Table 7. Linearity range summary of TCAs.

Accuracy was evaluated using external quality assurance (EQA) serum samples provided by LGC (Greater London, UK) for all analytes with the exception of protriptyline which was not included in the scheme. The results obtained were compared to the LC-MS method mean for the samples. Bland-Altman agreement (Figure 4) provided a mean method bias of <14.75% demonstrating very good agreement with the EQA LC-MS mean values for the analytes evaluated except for norclomipramine. A summary of results is shown in Table 8.

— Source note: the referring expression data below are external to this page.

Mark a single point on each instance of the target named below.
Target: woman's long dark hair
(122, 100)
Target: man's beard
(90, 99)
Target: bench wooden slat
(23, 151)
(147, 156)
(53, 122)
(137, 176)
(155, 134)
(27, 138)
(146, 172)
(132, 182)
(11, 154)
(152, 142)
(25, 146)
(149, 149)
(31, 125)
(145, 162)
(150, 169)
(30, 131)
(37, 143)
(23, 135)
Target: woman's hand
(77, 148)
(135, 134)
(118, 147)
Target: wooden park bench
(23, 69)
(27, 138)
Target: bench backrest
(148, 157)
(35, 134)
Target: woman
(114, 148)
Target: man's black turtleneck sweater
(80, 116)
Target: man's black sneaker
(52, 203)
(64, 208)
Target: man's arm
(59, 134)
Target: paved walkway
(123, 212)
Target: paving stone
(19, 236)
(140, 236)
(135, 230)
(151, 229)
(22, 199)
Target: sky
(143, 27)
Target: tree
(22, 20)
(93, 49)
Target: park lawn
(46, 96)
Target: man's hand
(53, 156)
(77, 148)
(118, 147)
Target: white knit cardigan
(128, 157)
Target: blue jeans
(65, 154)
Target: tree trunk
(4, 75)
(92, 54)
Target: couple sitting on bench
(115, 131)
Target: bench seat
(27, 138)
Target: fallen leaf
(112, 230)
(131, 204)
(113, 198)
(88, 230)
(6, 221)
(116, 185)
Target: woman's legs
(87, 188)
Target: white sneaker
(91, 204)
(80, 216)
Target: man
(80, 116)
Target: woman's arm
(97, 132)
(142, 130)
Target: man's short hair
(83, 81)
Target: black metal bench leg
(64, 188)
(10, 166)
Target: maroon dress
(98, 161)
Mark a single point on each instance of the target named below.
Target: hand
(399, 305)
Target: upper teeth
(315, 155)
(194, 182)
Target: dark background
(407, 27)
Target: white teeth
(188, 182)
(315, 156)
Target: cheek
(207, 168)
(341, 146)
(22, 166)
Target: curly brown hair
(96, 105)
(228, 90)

Table 8. Accuracy summary.
Figure 4. Comparison of Waters LC-MS/MS method to EQA scheme MS method mean for using Bland-Altman fit for a) Nordoxepin, b) Nortrimipramine, c) Desipramine, d) Clomipramine.

Conclusion

  • The analysis of 15 tricyclic antidepressants with different polarities was achieved by a selective and robust UHPLC-MS/MS clinical research method and used the XSelect Premier HSS Technology to separate isobaric compounds
  • The sample preparation and analysis was simple and inexpensive, requiring only 50 µL of plasma and taking less than 4.5 minutes per injection
  • The method showed excellent precision, no significant carryover or matrix effects, and accuracy was confirmed by the analysis of EQA samples

References

  1. Gillman PK, Tricyclic antidepressant pharmacology and therapeutic drug interactions updated, British Journal of Pharmacology (2007) 151, 737–748.